By Lynx Fellow Kathryn Walsh

The One Belt One Road Initiative (BRI), launched by Xi Jinping in 2013, is evidence of China’s expanding ambitions to increase its geopolitical presence and further establish its status as a geopolitical powerhouse. The extended, cross-continental reach of this project, paired with its link to China’s historical silk road is in line with Xi Jinping’s focus on Chinese rejuvenation, and presents immense economic opportunities for both China and all countries involved.


If the BRI is successful, China will have helped to establish the necessary infrastructure to help create an economic network stretching across multiple continents. China has already promised $4 trillion of investments in 65 countries, spanning across Asia and even reaching central Europe and parts of Africa. These countries contain 70 percent of the world’s population, 55 percent of the world’s GNP, and 75 percent of the world’s energy reserves [1]. China hopes that its investments will help to improve and aid in the development of infrastructure throughout regions critical to the BRI, making China a driving force of regional economic prosperity.


There is a global need for infrastructure development, and China’s BRI has the potential to provide loans and projects to fill this void. If completed, China’s OBOR will help construct and improve transportation networks throughout several continents, and create a network directly linking Asia, Europe, and Africa. These projects appeal to countries that are lacking in domestic infrastructure needed to facilitate trade and draw in international business. China has provided loans that improve roads, railways, and ports, all crucial pieces of infrastructure that can help develop economic growth.


These projects are significant for the more than just the physical structures that they will create—the majority of BRI projects are funded through Chinese sponsored loans, and a significant amount of the contractors used to complete the projects are Chinese companies.

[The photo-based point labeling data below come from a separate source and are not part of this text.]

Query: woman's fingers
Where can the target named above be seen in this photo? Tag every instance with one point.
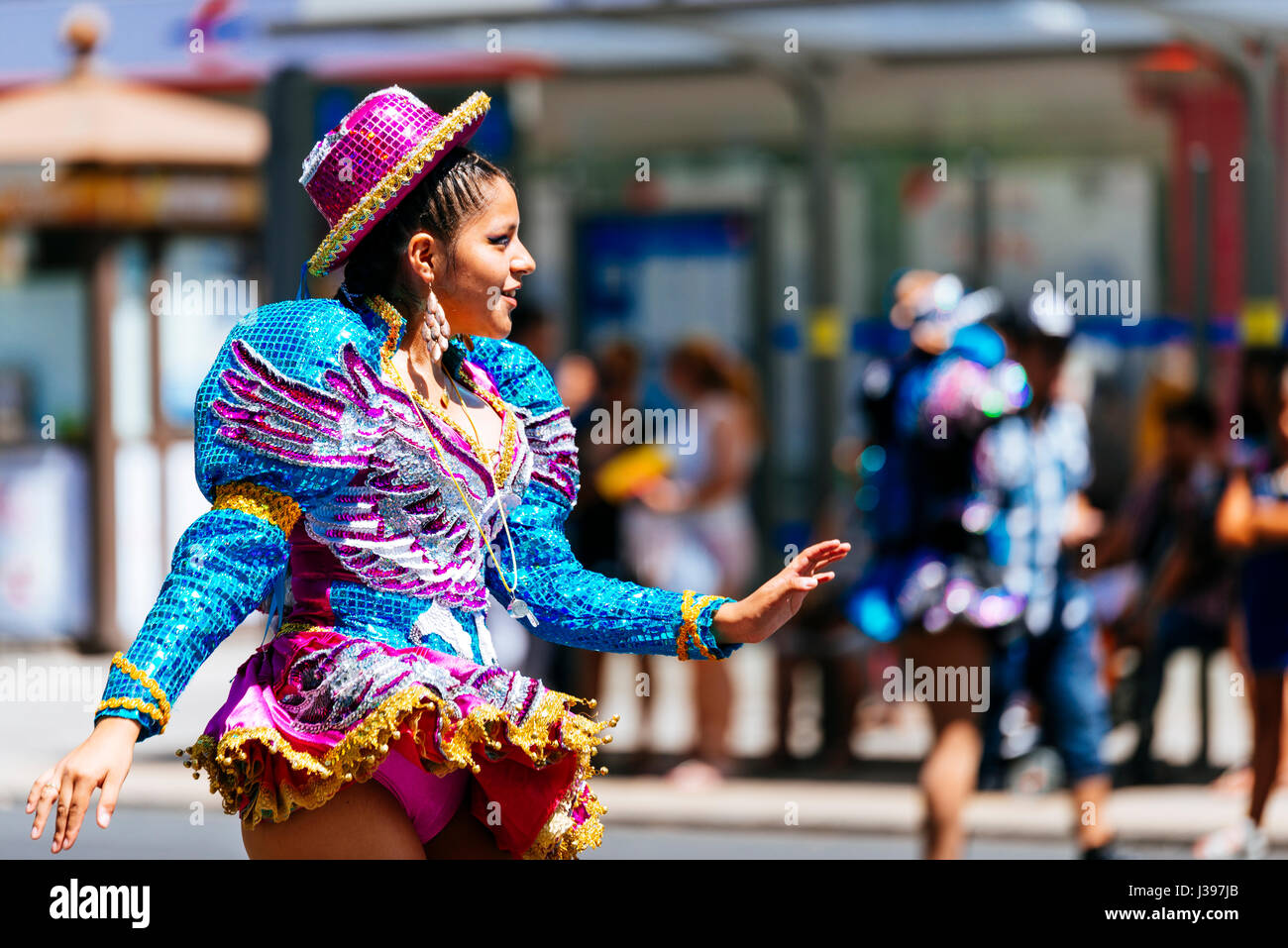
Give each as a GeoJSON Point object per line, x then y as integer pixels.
{"type": "Point", "coordinates": [81, 793]}
{"type": "Point", "coordinates": [34, 796]}
{"type": "Point", "coordinates": [107, 798]}
{"type": "Point", "coordinates": [819, 554]}
{"type": "Point", "coordinates": [64, 805]}
{"type": "Point", "coordinates": [47, 797]}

Several countries are eager to accept loans from China to develop their own their local infrastructure, with the hopes of improving the prospects of their domestic economies. However the status and repayment of these loans has the potential to have lasting implications on China’s stake in key infrastructure throughout the region.


Chinese entities are often willing to provide loans that are deemed too risky by Major Development Banks. Chinese loans in these cases often come with high interest rates, which can present a risk for the lender. Countries that accept these loans run the risk that they will not be able to repay their loan according to the original terms. These cases can present opportunities for China to achieve more that just a financial stake in infrastructure projects. For example, when Sri Lanka was unable to pay the interest on its $1.3 billion loan, China was willing to take equity in the port the loan funded. [2] These terms have given China a vested stake in Sri Lankan infrastructure that will extend beyond the repayment of the loan.

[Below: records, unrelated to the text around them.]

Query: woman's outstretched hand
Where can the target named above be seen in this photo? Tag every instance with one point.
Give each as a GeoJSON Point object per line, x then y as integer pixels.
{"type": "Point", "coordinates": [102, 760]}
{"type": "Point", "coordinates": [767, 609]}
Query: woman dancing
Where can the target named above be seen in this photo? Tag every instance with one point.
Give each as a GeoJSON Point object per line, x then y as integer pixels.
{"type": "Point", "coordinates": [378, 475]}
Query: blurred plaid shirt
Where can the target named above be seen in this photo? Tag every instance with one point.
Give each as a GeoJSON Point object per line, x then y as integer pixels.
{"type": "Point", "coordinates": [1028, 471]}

Some critics warn that if Xi Jinping is not careful, China risks overextending its resources and capabilities throughout the region. Although China has successfully implemented mass infrastructure development domestically, bringing these strategies into an international context presents more factors and risks to be considered. Not all Chinese infrastructure projects have been well received by local populations, and there are several instances of local populations pushing back against Chinese investment projects due to claims of poor compliance with environmental standards and unfair labor practices. [3] Although many of these instances exist outside the scope of the BRI, these tensions show that Chinese led projects are not immune to risks and setbacks due to pushback from local populations, and that a warm reception to the BRI is not guaranteed.


A successfully implemented BRI could have immense long-term impacts on the region, increasing China’s international influence, and economic ties throughout Asia, Europe, and Africa. It is no doubt that the BRI has the potential to create increased economic opportunities for several countries through the creation of much needed infrastructure, however the success and lasting economic impact of these projects is not yet set in stone and will be influenced by the varied economic and political factors of each country involved.